In most of the state house and senate races featuring African-American candidates, these candidates don’t face any opposition.  KS Rep Gail Finney, says that isn’t by chance, but by plan. 

“They don’t run anyone against us as a strategy to keep people of color from showing up at the poll,”  says Finney.  “They figure our constituents will think, ‘Gail and Oletha don’t have any opposition, I don’t have to bother to come out and vote.’” 

Not showing up is exactly what they want.  Not for Gail and Oletha’s races, but for other races that if you show up for, you might influence the outcome.  If our community stays at home, they can easily win in other more important races, like the Kansas Supreme Court retention races.   

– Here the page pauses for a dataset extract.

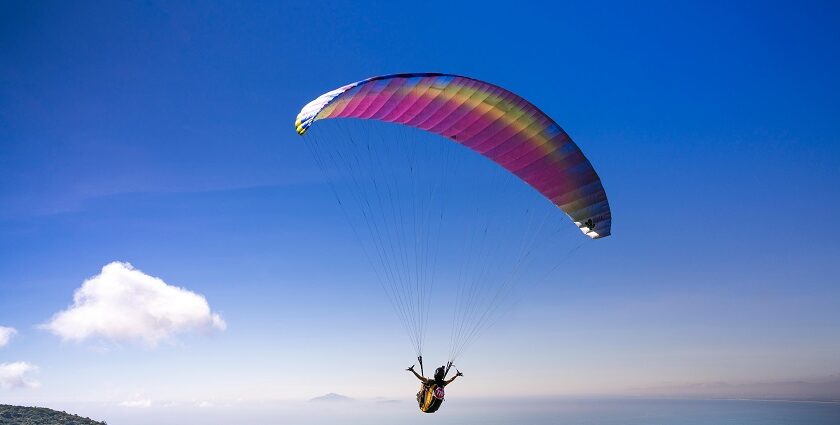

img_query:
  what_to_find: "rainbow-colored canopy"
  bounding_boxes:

In case you missed it, our cover story in the Oct. 20, 2016 Community Voice, took on the issue of the judicial elections.  Mostly ignored in the past, this year big money is being put behind these elections with two sides painting conflicting views about the quality and motives of four members of the Kansas Supreme Court who are up for a retention vote. 

These are non-partisan races which makes it particularly difficult for people to make a quick analysis of the justices based on “D” for Democrat or “R” for Republican.  To make an informed decision, you need to understand what’s behind the push, and you need to follow the money. 

Well following the money isn’t necessarily easy in this case, because of a loop hole in Kansas’ law that doesn’t require the source of spending in these races to be clearly identified.  However you can clearly discern the issue based on a conservative versus and more moderate agenda. 

Kansas conservatives are displeased with the judges because they’ve ruled in ways they don’t agree with, i.e. requiring the State legislature to adequately fund Kansas schools.  In addition, based on technicalities, the judges overturned the life sentence ruling in a couple of cases, including the case of Wichita’s notorious murderers, the Carr brothers. 

This ruling doesn’t mean the Carr brothers will ever get out of jail.  They will spend the rest of their life in jail, they just won’t be executed.  But does that really matter in a state that hasn’t killed anyone on death row since 1965. 

Poll after poll has shown how dissatisfied Kansans are with Gov. Brownback and the existing Kansas Legislature.  While a recent poll shows only 19% approval ratings for Gov. Brownback, that same poll shows nearly 53% of Kansans are satisfied with the performance of the Kansas Supreme Court. 

While that 53% number may mean the justices may skirt through with a positive retention vote, those are the kind of numbers where a few votes can make the difference.  This year where the numbers are expected to be close, not voting to retain the judges is the same as a vote against them. 

That’s why we urge our readers to “Finish the Ballot.”  Make it to the last few pages, past the District Judge races, most of whom are running unopposed for reelection, and back to the Supreme Court Judges, who aren’t running against another candidate. What they need is your yes vote to retain them. 

Don’t give Gov. Sam Brownback the opportunity to stack the court with four members who support his conservative agenda.  Vote to retain members of the Kansas Supreme Court.